While this is an improved prognosis given that doctors initially feared that Shaw would initial be ruled out for a minimum of nine months, the defender faces a huge battle to regain physical and match fitness in time for the Euro’s. From the perspective of United manager Louis Van Gaal, his club must also reorganise their defensive line-up and regroup for the rest of their domestic and European campaign.
The incident itself seemed innocuous at the time, as Shaw went on a surging run through the left channel and into the PSV box. He was met with a fierce, if admittedly fair; tackle by the desperate Moreno, who took the ball with force before careering into Shaw’s leg. The impact was heavy, and it was quickly apparent that Shaw had incurred a serious injury. Despite some muted appeals for a penalty, the tackle was inherently fair and former Manchester United captain has even heralded it as a ‘brilliant’ challenge.
As Shaw was stretchered away, many experts feared the worst.
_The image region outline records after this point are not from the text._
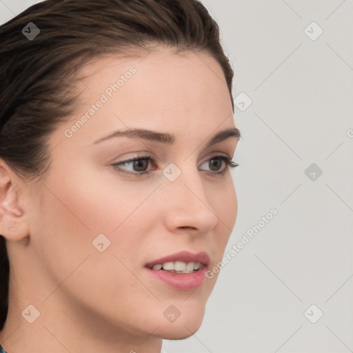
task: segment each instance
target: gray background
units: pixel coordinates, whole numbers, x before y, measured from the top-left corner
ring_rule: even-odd
[[[0,23],[34,2],[0,0]],[[278,214],[221,269],[200,330],[163,350],[353,352],[353,1],[203,2],[235,71],[243,135],[225,252]]]

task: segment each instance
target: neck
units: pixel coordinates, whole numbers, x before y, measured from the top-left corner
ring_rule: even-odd
[[[107,322],[99,315],[80,312],[79,308],[60,305],[58,301],[39,303],[39,317],[28,301],[9,298],[8,319],[0,332],[0,343],[6,352],[68,353],[160,353],[161,339]],[[152,333],[152,332],[151,332]]]

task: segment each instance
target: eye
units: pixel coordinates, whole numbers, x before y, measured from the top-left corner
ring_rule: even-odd
[[[152,163],[153,163],[154,165],[156,165],[155,159],[154,159],[150,154],[140,155],[136,157],[135,158],[114,163],[112,165],[112,166],[113,167],[114,170],[118,172],[132,175],[134,176],[140,176],[141,175],[149,174],[150,173],[150,171],[146,170],[150,164],[150,162],[152,162]],[[208,174],[213,176],[223,176],[230,169],[235,168],[239,165],[238,163],[234,163],[229,157],[225,156],[212,157],[208,159],[202,165],[204,164],[208,164],[208,165],[210,165],[210,172]],[[121,168],[122,166],[128,166],[129,165],[132,168],[132,171],[130,170],[129,172],[127,171],[126,169]],[[222,165],[223,165],[223,169]],[[152,170],[156,169],[158,168],[152,168]],[[218,171],[220,169],[221,170]],[[216,171],[214,172],[214,170]]]

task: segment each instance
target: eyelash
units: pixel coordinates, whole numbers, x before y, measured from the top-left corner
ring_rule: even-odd
[[[209,159],[208,159],[207,161],[205,161],[205,162],[212,161],[212,159],[221,159],[225,163],[225,165],[226,165],[226,168],[222,172],[209,172],[208,174],[211,174],[212,176],[216,176],[216,176],[222,176],[230,169],[234,169],[239,165],[238,163],[234,162],[230,158],[225,157],[225,156],[214,156],[214,157],[210,158]],[[156,159],[154,158],[153,158],[152,156],[143,155],[143,156],[137,156],[135,158],[128,159],[126,161],[123,161],[121,162],[119,162],[119,163],[112,164],[112,165],[116,171],[117,171],[120,173],[124,173],[124,174],[126,174],[128,175],[132,175],[136,177],[144,175],[144,174],[149,174],[151,172],[150,171],[150,172],[145,171],[145,172],[137,172],[132,173],[131,172],[123,171],[121,169],[118,168],[119,166],[123,165],[123,164],[126,164],[128,163],[133,163],[133,162],[135,162],[137,161],[141,161],[141,160],[148,160],[150,162],[152,162],[153,164],[156,163]]]

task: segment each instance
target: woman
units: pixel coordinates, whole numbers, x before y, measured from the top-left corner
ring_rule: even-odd
[[[3,349],[192,335],[237,213],[216,23],[196,0],[48,0],[0,34]]]

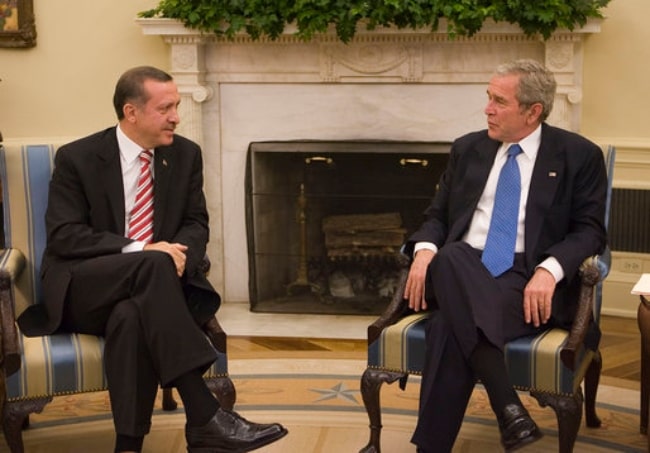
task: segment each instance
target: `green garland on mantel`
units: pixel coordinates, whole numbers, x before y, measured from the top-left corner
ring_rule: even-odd
[[[180,20],[187,28],[229,39],[246,32],[257,40],[278,38],[295,24],[305,41],[334,26],[349,42],[358,24],[377,27],[438,29],[446,19],[449,36],[472,36],[486,20],[517,24],[528,36],[548,39],[558,29],[573,30],[589,18],[602,18],[610,0],[161,0],[140,17]]]

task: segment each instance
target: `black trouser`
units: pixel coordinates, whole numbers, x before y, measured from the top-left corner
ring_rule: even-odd
[[[163,252],[108,255],[75,266],[62,328],[106,338],[104,363],[118,434],[147,434],[158,385],[206,370],[216,360]]]
[[[479,339],[503,349],[505,342],[540,330],[524,322],[527,281],[522,255],[513,269],[495,279],[481,263],[481,252],[464,242],[448,244],[436,254],[427,276],[426,297],[434,313],[426,330],[412,438],[422,451],[451,451],[476,382],[469,358]],[[505,367],[505,360],[494,366]]]

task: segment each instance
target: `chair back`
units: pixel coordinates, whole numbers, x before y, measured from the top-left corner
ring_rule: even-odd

The left-back was treated on the pitch for more than 10 minutes before being ushered away and it looked like Shaw was set for a similar length of absence to that endured by Aaron Ramsey in 2010. The injury also came at the worst possible time for Shaw, who had recently cemented himself as the first-choice left-back for club and country and showcased some incredible form in the opening weeks of the season.
The most recent diagnosis of six months out is to be considered as relatively positive news for Shaw, as it means he could potentially return to fitness towards the end of March. If he could then secure some game time towards the end of the Premier League season, Shaw’s tenacity and pedigree would see him earn an outside chance of being selected for the European Championship finals in France.
There are sadly many issues with this, as Shaw may need to build his fitness in the reserves and through regular substitute appearances before returning to the first-team at Old Trafford. This would limit his playing time considerably, meaning that Roy Hodgson would have little choice but to leave Shaw out of his final squad in the summer. This would be a devastating blow for the young Englishman, and he will need to work diligently and rely on all of his natural fitness if he is to play a significant role for both United and England this season.